解なき議論続く 五輪「便乗商法」

 

 7月末、待ちわびた梅雨明けの暑気にむせる都内で、ユニークなトークイベントが催された。お題は「オリンピック×知財~オリンピックは誰のものか~」。集まったのはスポーツ関係者というよりは、企業の広告・宣伝、商標などのブランド管理、知財や法務担当者など、どちらかというとお堅い感じの人たちという印象だった。

 1年後に迫った東京オリンピックをさらに盛り上げたい、でもスポンサー以外の者がオリンピックのマークや宣伝文句を無断で使ってはまずいよね、でも行き過ぎた規制は、せっかくの応援熱に水を差すよね、いや厳格な契約のもと、高額の協賛費用を拠出するスポンサー企業の権利を守るためにも一定のルールは必要では、だったらどこまでの表現なら許されるの―そんな、オリンピックには定番となった議論がイベント企画の出発点だ。

 アンブッシュ・マーケティングという言葉を耳にしたことがあるだろうか。英語のambushは「待ち伏せ」「不意打ち攻撃」といった意味。「マーケティング」とつなげて使うと、「国際オリンピック委員会(IOC)や開催国の組織委員会など公式な団体と、あたかも関連しているかのような広告表現を許諾なく行うこと」を表す。つまりはオリンピックに便乗した商法を厳しく取り締まるという文脈で使われる。実際、これまでも各開催国でアンブッシュ・マーケティングを規制する法律が制定されてきたという。

 「4年に一度の祭典を楽しもう!ブラジル&スポーツを渋谷で体験!」―あるフリーペーパーが3年前のリオデジャネイロ五輪の関連イベントに寄せて、アンブッシュとならないよう配慮した広告の一例だという。この問題に詳しく、トークイベントに登壇した友利昴(ともり・すばる)氏が紹介するや、会場からは失笑が漏れた。
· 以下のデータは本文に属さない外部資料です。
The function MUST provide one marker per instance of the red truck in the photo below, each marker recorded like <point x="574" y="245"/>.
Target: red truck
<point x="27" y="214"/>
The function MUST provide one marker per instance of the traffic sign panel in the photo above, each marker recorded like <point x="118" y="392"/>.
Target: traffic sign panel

 ほとんど連想ゲームに近い言葉遊びの世界だが、おそらくは担当者が悪戦苦闘した末にひねり出した苦肉の策で、肝心の広告効果以前に、どこか痛々しい。さらに「長野五輪のスキー場から歩いて15分のホテル」といった、単なる事実に言及した広告表現ですら、かつて違反だと警告を受けた例もあると友利氏。〝言葉狩り〟もここまでくると、少し怖い気がする。
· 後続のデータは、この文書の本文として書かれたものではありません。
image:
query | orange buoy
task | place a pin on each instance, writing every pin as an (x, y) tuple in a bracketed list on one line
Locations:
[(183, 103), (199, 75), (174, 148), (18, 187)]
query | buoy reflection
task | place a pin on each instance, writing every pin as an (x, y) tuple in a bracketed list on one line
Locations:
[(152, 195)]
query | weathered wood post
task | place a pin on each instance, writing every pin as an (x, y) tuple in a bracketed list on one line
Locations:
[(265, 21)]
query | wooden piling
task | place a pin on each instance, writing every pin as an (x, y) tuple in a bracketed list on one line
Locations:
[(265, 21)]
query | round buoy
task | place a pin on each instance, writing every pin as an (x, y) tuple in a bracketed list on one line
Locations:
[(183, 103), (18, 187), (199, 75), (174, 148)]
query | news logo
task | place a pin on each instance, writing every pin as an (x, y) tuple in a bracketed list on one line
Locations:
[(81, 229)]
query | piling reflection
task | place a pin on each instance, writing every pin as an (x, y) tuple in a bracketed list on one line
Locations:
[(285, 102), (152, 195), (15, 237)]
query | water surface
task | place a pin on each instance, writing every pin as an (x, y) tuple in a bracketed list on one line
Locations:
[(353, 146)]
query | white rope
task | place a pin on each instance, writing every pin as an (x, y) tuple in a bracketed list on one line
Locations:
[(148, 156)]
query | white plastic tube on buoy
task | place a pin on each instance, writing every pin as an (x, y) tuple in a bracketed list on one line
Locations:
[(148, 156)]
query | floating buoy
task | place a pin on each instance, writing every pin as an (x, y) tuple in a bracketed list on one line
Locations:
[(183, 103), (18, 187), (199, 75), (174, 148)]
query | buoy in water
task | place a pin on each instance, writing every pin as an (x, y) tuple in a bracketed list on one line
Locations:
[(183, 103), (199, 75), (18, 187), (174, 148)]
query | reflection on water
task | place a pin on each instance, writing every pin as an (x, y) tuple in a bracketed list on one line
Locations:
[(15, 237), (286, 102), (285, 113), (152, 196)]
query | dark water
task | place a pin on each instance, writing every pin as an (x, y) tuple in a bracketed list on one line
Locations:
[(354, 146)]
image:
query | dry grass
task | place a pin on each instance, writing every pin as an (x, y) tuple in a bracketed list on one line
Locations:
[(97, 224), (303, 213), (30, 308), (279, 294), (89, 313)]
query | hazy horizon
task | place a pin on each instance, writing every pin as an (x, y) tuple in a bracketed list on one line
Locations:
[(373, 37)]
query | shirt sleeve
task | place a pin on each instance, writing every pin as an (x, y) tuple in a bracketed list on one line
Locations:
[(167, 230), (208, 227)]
 一方、「そもそも、オリンピックはみんなのもの、公のものという誤解が問題の背景にある」と話すのは、米国ニューヨーク州弁護士の足立勝氏だ。IOCであれ、国際サッカー連盟(FIFA)であれ民間組織であって、これらの大会が民間のイベントである以上、主催者の利益とこれを支える権利の保護、ビジネスモデルの維持は欠かせないという解説もまた正論だ。
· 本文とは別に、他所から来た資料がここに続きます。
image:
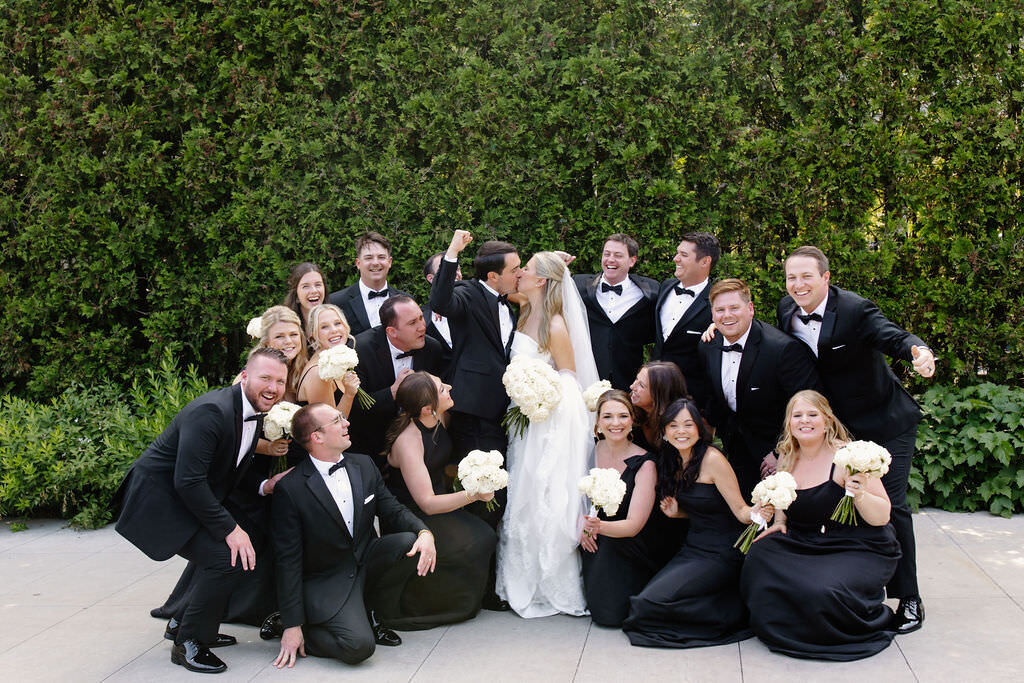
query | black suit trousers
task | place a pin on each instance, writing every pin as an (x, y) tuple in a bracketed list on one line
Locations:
[(348, 635), (904, 582)]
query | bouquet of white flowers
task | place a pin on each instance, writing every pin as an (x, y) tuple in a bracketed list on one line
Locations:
[(866, 457), (593, 393), (604, 487), (480, 472), (255, 327), (778, 491), (535, 387), (337, 361)]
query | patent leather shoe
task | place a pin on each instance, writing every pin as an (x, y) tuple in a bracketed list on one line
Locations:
[(223, 640), (909, 615), (271, 628), (194, 656), (385, 636)]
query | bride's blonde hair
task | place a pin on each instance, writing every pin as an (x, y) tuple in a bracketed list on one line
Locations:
[(550, 266)]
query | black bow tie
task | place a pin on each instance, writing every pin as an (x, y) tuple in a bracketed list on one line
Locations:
[(810, 316)]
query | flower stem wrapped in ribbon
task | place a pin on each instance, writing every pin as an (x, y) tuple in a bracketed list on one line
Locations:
[(536, 389), (866, 457), (337, 361), (480, 472), (778, 491)]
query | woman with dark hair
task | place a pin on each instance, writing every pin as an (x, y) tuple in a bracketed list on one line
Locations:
[(419, 447), (619, 555), (694, 601), (815, 587), (657, 384)]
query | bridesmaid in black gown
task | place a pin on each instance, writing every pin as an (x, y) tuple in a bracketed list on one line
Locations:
[(694, 601), (419, 449), (622, 561), (815, 587)]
 アンブッシュ・マーケティングの評価や線引きについて、おそらく明解な答えは出ない。ただこの問題を考える過程で、オリンピックの成り立ちや歴史を学んだり、運営組織と開催国や自治体、一般市民との関係を見つめ直したりといった作業は決してムダにはならない。できるなら、規制法という法律で縛るだけでなく、多くの人や企業の賛同を得やすく、機知に富んだ応援方法について幅広いコンセンサスが生まれるといいのだが。